7 Approaches That Encourage Kids to Cooperate (Based on the work of Adele Faber and Elaine Mazlish)

7 Approaches That Encourage Kids to Cooperate


Cooperation is a tricky concept. Ideally, it means everyone working together toward a common goal. Sometimes, it means being a responsible member of society by following the rules and being polite. All too often, it means that authority figures make rules according to their interests, and demand that everyone else obey unquestioningly.

When seeking cooperation from the children under your care, it’s tempting to lean toward the third approach on the grounds that “I know better.” However, children are not so inexperienced that they lack ability to make intelligent contributions. If we refuse to listen, we may be missing some wonderful opportunities to learn. We may also be denying our children the chance to develop discernment.

That said, every parent still has moments dealing with kids who refuse to cooperate with legitimate needs “because I don’t feel like it.” Responding with “because I said so” rarely gains more than temporary acquiescence. There are approaches that better help kids develop long-term attitudes of healthy cooperation:

1. Describe the problem. Just because you clearly see what needs doing doesn’t mean the child can; if you go in thinking “he’s just being inconsiderate,” you’re ripe for an angry scene.

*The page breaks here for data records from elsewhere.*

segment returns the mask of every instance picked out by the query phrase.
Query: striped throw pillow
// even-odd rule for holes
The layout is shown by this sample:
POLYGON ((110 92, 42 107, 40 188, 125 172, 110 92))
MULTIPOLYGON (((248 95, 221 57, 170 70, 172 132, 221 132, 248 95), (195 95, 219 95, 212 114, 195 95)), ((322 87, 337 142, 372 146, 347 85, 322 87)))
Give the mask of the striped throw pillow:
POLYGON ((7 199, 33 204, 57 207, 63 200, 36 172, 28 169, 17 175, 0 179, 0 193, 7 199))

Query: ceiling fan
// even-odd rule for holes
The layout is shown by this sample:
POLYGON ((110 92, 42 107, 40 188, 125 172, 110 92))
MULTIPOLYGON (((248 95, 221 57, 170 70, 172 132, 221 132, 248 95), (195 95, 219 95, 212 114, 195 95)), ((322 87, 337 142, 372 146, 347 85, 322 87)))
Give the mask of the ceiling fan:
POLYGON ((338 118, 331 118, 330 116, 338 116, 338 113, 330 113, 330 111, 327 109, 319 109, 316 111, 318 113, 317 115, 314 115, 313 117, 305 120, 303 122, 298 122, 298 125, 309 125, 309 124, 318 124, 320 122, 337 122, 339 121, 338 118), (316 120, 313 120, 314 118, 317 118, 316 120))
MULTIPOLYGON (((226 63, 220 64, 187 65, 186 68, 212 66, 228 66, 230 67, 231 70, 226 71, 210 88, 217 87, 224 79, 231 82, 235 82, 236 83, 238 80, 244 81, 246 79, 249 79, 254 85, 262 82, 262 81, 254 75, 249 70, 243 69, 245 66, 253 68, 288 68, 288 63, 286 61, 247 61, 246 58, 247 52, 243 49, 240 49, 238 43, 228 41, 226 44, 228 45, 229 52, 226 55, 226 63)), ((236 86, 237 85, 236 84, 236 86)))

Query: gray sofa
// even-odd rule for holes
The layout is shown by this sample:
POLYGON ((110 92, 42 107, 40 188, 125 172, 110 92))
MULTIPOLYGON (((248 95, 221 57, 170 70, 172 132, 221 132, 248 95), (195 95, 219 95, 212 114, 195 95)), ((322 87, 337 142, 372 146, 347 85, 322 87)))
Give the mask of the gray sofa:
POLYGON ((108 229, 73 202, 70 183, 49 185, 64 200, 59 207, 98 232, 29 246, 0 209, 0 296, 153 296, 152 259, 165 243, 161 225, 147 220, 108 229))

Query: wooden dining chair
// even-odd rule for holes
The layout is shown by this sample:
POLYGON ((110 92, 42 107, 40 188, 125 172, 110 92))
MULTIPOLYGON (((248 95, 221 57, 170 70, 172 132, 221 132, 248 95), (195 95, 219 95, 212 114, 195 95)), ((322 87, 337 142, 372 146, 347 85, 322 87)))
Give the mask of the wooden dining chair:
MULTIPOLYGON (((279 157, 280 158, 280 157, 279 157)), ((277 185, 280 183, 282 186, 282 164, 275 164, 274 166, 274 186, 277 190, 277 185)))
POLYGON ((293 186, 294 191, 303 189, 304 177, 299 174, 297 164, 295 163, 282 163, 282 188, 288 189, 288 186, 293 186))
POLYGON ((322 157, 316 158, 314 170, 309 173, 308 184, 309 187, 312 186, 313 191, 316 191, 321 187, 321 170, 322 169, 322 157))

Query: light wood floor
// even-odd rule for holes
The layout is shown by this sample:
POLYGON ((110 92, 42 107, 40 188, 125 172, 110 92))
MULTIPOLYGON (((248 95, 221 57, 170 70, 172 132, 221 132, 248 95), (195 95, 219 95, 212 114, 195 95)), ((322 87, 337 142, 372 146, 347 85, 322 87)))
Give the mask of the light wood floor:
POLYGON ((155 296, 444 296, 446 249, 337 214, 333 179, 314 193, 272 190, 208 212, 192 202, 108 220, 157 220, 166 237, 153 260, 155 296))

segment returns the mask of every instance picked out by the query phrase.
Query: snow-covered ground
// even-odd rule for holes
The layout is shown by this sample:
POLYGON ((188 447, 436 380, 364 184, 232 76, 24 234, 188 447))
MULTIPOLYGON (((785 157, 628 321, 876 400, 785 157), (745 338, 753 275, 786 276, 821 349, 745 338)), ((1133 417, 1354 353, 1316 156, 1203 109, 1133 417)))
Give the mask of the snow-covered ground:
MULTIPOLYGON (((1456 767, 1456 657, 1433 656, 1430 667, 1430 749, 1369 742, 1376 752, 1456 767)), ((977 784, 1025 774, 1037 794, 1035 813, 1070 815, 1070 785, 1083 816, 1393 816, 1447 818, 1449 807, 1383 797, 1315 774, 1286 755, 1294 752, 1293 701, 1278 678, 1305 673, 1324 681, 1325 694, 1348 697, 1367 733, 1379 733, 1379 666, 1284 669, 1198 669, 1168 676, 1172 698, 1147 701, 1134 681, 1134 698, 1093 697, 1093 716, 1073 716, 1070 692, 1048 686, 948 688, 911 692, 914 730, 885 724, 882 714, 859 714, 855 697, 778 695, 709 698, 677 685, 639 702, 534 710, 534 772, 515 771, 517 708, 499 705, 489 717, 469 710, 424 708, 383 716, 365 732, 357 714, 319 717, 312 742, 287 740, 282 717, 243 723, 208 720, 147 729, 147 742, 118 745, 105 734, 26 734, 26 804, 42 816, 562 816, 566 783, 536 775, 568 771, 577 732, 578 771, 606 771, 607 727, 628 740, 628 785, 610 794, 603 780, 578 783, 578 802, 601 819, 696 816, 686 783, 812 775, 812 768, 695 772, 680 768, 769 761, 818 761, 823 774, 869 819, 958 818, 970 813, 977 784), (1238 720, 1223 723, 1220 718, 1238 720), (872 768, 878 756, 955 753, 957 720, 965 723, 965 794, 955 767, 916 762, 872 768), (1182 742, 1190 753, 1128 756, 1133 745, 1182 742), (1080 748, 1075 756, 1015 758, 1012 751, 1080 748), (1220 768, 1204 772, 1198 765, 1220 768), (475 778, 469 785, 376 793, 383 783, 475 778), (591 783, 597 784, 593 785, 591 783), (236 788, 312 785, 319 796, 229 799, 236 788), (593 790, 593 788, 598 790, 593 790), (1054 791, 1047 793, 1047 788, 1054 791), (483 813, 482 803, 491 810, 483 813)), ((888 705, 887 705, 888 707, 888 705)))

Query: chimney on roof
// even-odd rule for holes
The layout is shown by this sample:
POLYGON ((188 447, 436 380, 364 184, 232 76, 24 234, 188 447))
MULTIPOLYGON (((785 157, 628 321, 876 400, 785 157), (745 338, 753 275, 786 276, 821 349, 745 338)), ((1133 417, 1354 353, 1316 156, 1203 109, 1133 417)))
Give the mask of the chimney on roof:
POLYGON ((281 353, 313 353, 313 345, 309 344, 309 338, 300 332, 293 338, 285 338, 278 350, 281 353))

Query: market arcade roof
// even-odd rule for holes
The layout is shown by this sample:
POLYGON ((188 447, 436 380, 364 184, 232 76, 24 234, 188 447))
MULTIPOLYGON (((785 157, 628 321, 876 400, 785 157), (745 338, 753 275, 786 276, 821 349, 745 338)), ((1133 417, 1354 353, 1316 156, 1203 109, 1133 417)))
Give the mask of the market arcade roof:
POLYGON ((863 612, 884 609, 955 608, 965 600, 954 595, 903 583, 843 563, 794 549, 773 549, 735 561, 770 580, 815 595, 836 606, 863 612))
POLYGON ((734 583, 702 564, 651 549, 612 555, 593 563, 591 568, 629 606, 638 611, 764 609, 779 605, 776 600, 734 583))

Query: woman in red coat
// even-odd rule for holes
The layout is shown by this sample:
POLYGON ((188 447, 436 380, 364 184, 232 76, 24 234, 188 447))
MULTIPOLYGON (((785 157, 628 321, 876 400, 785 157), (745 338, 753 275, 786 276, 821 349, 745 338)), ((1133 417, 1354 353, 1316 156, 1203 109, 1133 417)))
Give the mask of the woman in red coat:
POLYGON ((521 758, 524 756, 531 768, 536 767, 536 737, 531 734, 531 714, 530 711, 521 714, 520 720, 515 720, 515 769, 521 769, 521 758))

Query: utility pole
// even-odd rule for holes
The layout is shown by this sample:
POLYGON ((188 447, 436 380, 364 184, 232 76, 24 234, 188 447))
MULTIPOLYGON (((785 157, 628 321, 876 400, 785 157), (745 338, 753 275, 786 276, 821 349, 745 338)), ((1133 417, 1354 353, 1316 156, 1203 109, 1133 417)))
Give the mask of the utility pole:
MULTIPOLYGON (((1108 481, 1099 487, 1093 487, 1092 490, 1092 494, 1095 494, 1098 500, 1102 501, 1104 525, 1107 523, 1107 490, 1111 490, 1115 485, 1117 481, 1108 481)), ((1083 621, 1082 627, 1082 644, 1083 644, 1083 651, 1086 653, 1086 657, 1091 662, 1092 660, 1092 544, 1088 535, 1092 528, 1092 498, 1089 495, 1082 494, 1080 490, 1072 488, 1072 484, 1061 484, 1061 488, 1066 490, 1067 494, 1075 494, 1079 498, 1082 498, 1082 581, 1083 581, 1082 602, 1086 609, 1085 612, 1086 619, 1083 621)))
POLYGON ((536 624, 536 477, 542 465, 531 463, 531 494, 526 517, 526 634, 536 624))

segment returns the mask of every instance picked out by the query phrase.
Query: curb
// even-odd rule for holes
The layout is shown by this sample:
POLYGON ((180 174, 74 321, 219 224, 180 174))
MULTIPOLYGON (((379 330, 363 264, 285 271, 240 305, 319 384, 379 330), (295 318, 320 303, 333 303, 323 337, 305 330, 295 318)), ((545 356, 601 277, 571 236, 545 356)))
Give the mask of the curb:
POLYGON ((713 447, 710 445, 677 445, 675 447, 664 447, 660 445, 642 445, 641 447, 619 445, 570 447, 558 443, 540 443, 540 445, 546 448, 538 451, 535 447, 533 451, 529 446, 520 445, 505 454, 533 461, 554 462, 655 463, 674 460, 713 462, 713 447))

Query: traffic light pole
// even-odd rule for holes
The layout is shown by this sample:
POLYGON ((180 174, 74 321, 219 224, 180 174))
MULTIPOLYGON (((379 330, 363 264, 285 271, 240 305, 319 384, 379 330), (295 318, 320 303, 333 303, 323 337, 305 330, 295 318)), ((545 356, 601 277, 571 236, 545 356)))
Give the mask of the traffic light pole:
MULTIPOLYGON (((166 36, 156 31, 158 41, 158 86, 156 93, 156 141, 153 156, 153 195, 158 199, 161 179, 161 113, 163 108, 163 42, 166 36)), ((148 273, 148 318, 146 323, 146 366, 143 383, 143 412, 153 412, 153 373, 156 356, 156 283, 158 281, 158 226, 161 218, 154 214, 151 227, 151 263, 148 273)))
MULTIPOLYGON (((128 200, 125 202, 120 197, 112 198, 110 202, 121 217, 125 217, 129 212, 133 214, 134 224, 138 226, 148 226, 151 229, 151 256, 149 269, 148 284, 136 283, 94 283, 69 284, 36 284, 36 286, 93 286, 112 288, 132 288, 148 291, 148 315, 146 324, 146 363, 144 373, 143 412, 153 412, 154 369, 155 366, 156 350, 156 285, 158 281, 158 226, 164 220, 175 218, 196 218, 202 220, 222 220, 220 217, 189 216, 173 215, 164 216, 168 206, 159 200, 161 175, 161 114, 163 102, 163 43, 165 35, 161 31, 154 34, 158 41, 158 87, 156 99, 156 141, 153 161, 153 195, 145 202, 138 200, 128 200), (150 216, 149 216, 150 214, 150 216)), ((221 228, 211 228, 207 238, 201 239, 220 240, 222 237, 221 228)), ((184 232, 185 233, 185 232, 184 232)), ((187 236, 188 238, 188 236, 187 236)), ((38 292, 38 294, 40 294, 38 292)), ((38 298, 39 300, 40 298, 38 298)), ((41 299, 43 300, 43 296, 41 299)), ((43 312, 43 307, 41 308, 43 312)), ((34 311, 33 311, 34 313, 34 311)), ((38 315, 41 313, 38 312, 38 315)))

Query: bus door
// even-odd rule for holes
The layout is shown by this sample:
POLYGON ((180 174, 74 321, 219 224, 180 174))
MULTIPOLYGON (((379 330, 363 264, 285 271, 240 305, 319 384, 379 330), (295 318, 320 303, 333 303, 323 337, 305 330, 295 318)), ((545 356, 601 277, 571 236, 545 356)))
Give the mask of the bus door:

You’re much more likely to gain willing cooperation by saying, “Your backpack needs to be moved, someone might trip over it” than by snapping, “Get that out of the way; don’t you have any sense of order?”

2. Give clear information. While it may seem obvious to us that “Please clean up the playroom” means “Put away all the toys and move the chairs back against the wall,” it’s not really fair to assume that a three-year-old won’t see it as “clean” after she picks up the most obvious clutter and piles it on the chairs. When a child doesn’t do something “thoroughly,” consider where your instructions might have been unclear, before rushing in with scolding and accusations.

3. Offer a choice whenever possible. Not simply “Get into the bathtub,” but “Do you want to use bubble soap or regular soap tonight?” Trust kids with basic decisions, and they’ll be more willing to accept responsibility later.

4. Keep words to a minimum. You don’t need to deliver a lecture on the dangers of going out in the cold without a jacket; simply say “Your jacket” as you hand it over or point to it. Teach them the habit first; they’ll learn the “why” soon enough.

5. If your feelings are hurt, explain why, without sarcasm or accusations. Use “‘I’ messages”—not “You have absolutely no consideration for my feelings” (it’s not the literal truth anyway), but “I feel like crying when I come home and see papers cluttering the floor, and I think how I’ve already worked hard all day and shouldn’t be expected to clean up here.”

6. Where there’s a long and regular to-do list, put it in writing—paired with pictures if pre-readers are involved. Post a list of chores or school preparations, and the burden of reminding will be off your shoulders.

7. Add some humor. Give instructions in a “robot voice,” or tell everyone the “inspector witch” is coming and will make their noses grow long if she finds anything out of order. A little whimsy will make cooperation more fun. And there’s no motivator like fun!